Cxlzffo

**Name of the Vulnerable Software and Affected Versions** swftools versions prior to 20201223 **Description** An issue exists in the function handleEditText() located in swfdump.c, allowing a heap-buffer-overflow. This enables an attacker to cause code execution. **Recommendations** For versions prior to 20201223, update to a version newer than 20201222 to resolve the issue. As a temporary workaround, consider restricting access to the handleEditText() function until a patch is available.

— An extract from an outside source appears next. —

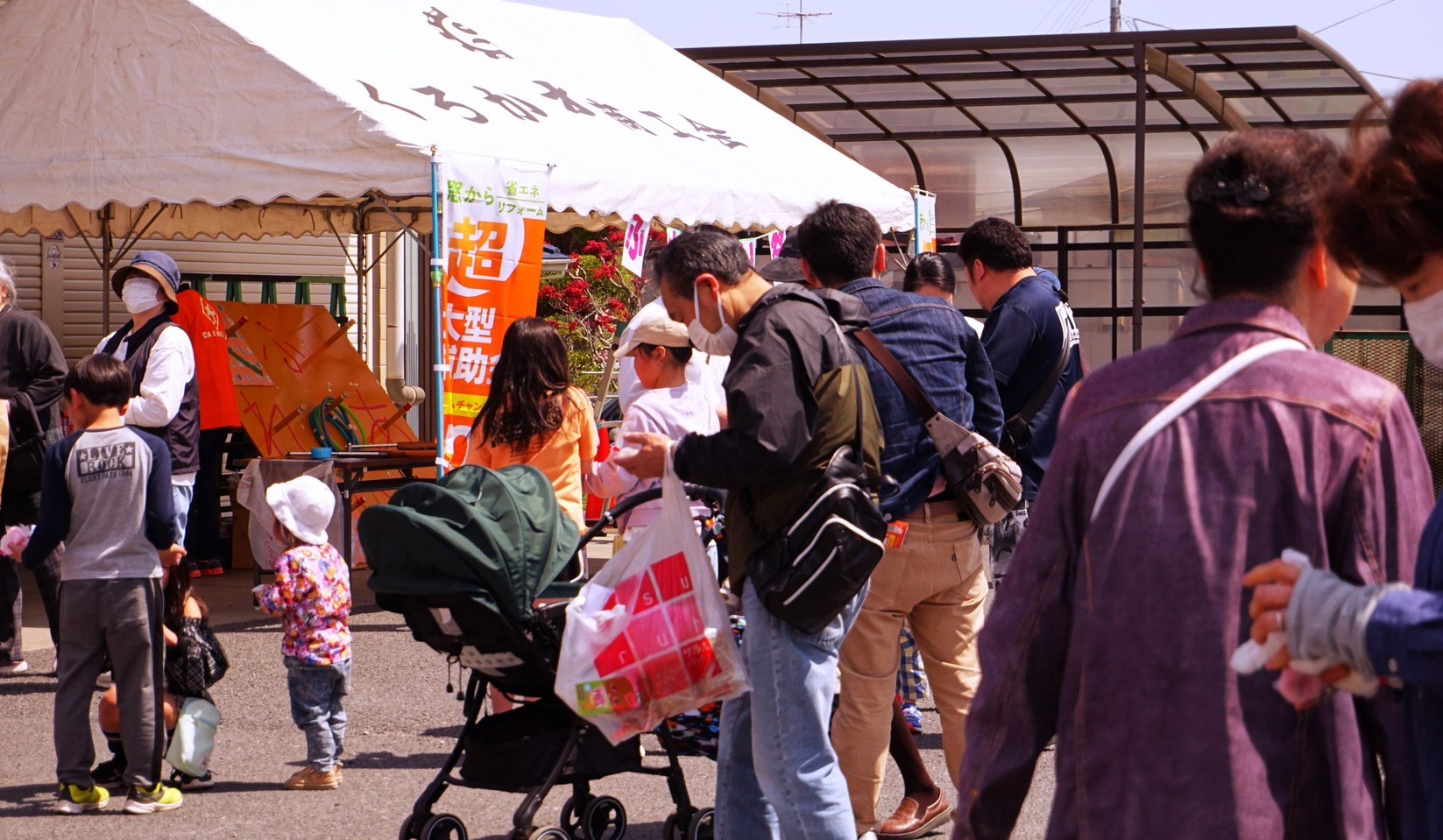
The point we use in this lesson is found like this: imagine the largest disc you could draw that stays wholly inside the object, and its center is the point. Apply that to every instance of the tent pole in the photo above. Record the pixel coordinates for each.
(1139, 198)
(439, 361)
(107, 244)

**Name of the Vulnerable Software and Affected Versions** swftools versions 20201222 and earlier **Description** An issue was discovered in swftools that allows an attacker to cause code execution through a memory leak when swfdump is used. **Recommendations** For versions 20201222 and earlier, at the moment, there is no information about a newer version that contains a fix for this issue.

**Name of the Vulnerable Software and Affected Versions** swftools versions through 20201222 **Description** An issue exists in the function `swf FontExtract DefineTextCallback()` located in `swftext.c`, allowing an attacker to cause code execution due to a heap-use-after-free. **Recommendations** For versions through 20201222, consider disabling the `swf FontExtract DefineTextCallback()` function as a temporary workaround until a patch is available. At the moment, there is no information about a newer version that contains a fix for this vulnerability.

**Name of the Vulnerable Software and Affected Versions** swftools versions through 20201222 **Description** An issue exists in the function `swf GetBits()` located in `rfxswf.c`, which allows an attacker to cause code execution due to a heap-buffer-overflow. **Recommendations** For versions through 20201222, consider disabling the `swf GetBits()` function until a patch is available. At the moment, there is no information about a newer version that contains a fix for this vulnerability.